Here are topics to research now:

How do I talk to my loved one who isn’t doing well?

When speaking with a loved one escalating toward a mental health crisis, your calm demeanor can be critical. Keep your hands, eyes, and voice soft and relaxed. Whenever possible, sit down instead of standing. Never try to convince someone in psychosis that their reality is wrong and do your best to side-step arguments by agreeing where you can and asking questions instead of giving directions. You might focus on what you’ve observed, using opening statements or questions like these below.

  • “It seems to me that your sleep isn’t the same. Have you noticed a change in your sleep?”
  • “What’s it like to be you right now?”
  • “I want to help. Tell me more.”
  • “I’m wondering if we might check in with your [doctor, case manager, therapist …].”
  • “Can I help you make an appointment?”

Allow plenty of time for your loved one to hear you and respond before you make another point or ask another question, so as not to overwhelm them. As a care partner, you can communicate with any involved provider to report what’s happening and ask for recommendations. Federal privacy laws do not block you from sharing what you know, nor do they block a provider from giving general guidance about how to proceed, especially if there is a safety concern.
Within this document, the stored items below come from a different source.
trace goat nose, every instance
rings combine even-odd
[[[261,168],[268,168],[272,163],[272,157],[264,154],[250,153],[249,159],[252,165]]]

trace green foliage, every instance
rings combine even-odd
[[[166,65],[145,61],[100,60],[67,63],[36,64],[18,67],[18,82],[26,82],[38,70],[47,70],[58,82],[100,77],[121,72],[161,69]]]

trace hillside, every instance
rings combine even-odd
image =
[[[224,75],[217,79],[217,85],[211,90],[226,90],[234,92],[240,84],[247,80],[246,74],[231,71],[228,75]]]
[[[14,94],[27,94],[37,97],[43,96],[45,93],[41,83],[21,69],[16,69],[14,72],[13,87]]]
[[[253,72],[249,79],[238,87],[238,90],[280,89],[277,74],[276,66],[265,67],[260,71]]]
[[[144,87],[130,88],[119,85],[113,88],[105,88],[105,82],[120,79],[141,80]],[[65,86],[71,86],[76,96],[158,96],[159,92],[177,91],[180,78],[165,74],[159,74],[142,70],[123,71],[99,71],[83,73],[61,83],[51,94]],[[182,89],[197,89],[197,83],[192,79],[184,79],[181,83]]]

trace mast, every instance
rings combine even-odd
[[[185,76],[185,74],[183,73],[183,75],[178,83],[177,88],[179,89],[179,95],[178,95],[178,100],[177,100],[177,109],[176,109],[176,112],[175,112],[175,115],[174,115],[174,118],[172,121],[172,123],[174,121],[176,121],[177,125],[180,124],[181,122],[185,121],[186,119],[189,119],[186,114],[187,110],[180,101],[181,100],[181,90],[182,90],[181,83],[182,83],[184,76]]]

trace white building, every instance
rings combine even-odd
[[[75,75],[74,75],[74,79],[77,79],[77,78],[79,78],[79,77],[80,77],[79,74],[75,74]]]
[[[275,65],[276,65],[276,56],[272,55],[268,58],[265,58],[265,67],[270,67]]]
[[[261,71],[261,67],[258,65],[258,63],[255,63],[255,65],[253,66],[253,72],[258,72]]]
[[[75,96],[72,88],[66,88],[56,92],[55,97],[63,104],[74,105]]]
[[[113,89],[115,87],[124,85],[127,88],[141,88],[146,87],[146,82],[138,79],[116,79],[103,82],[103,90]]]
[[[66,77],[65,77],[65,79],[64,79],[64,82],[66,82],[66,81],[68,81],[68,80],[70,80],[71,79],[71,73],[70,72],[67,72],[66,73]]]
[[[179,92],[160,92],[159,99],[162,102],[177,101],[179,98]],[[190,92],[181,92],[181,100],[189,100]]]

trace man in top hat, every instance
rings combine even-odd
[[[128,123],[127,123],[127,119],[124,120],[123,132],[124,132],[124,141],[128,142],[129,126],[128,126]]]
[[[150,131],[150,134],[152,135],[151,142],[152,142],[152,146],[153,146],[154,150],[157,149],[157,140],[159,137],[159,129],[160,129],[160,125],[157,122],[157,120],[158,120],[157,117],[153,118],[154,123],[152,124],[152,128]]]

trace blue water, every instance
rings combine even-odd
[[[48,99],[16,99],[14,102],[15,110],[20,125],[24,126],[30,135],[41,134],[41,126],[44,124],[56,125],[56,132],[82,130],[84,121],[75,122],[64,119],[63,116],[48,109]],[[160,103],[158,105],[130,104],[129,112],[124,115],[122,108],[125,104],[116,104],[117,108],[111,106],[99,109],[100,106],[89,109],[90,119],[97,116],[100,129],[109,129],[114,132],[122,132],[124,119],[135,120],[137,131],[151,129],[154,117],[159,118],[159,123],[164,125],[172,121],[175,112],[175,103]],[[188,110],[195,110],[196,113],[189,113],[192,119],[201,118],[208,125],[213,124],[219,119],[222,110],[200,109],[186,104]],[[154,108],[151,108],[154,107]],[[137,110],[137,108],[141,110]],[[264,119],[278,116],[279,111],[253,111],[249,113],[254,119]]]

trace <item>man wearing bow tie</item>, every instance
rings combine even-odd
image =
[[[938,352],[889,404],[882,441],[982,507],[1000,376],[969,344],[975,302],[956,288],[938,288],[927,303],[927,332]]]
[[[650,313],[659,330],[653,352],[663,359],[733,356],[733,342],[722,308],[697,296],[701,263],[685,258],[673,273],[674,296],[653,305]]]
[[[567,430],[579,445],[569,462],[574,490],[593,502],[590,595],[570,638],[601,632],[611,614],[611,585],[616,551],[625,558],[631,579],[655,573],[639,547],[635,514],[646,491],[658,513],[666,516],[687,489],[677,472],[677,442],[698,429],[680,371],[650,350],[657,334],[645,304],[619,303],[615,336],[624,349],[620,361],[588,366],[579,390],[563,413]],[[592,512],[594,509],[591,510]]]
TAC’s resource about HIPAA offers additional information.

What should I be writing down?

Maintaining a mental health history is one of the most useful things a care partner can do when supporting someone with an illness that can render them unable to self-report accurately about their symptoms. Family and friends involved in a person’s care also may want to keep evidence of symptoms with videos, text messages, written notes, etc. That evidence may be what a provider needs to file a court petition for involuntary treatment.

Consider keeping a journal to make regular notes that can eventually be transferred into the more concise mental health history. Items to note:

  • Dates, times, locations for each noted behavior or symptom.
  • Specific behaviors that are dangerous, bizarre, or out of character.
  • Changes in mood.
  • Sleep disruptions.
  • Changes in basic functioning (hygiene, speech, reasoning, mobility, fine motor, etc.).

When is it time to take emergency action?

Call your loved one’s provider, a local crisis response service, or the 988 National Suicide & Crisis Lifeline if:

  • You or your loved one needs to speak with a mental health professional right away.
  • There is a risk of harm to self or others that is not immediately violent.
  • Self-care for basic needs (eating, drinking, sleeping) is impossible.
  • Confusion or disorganization is severe.
  • Hallucinations, delusions, or paranoia are disrupting daily life.

The Right Response Directory may include a program near the person in crisis, or a county website might have information about local services.

If there is violence, a weapon, or a serious injury, call 911. Request response from officers with CIT training, which stands for crisis intervention team training.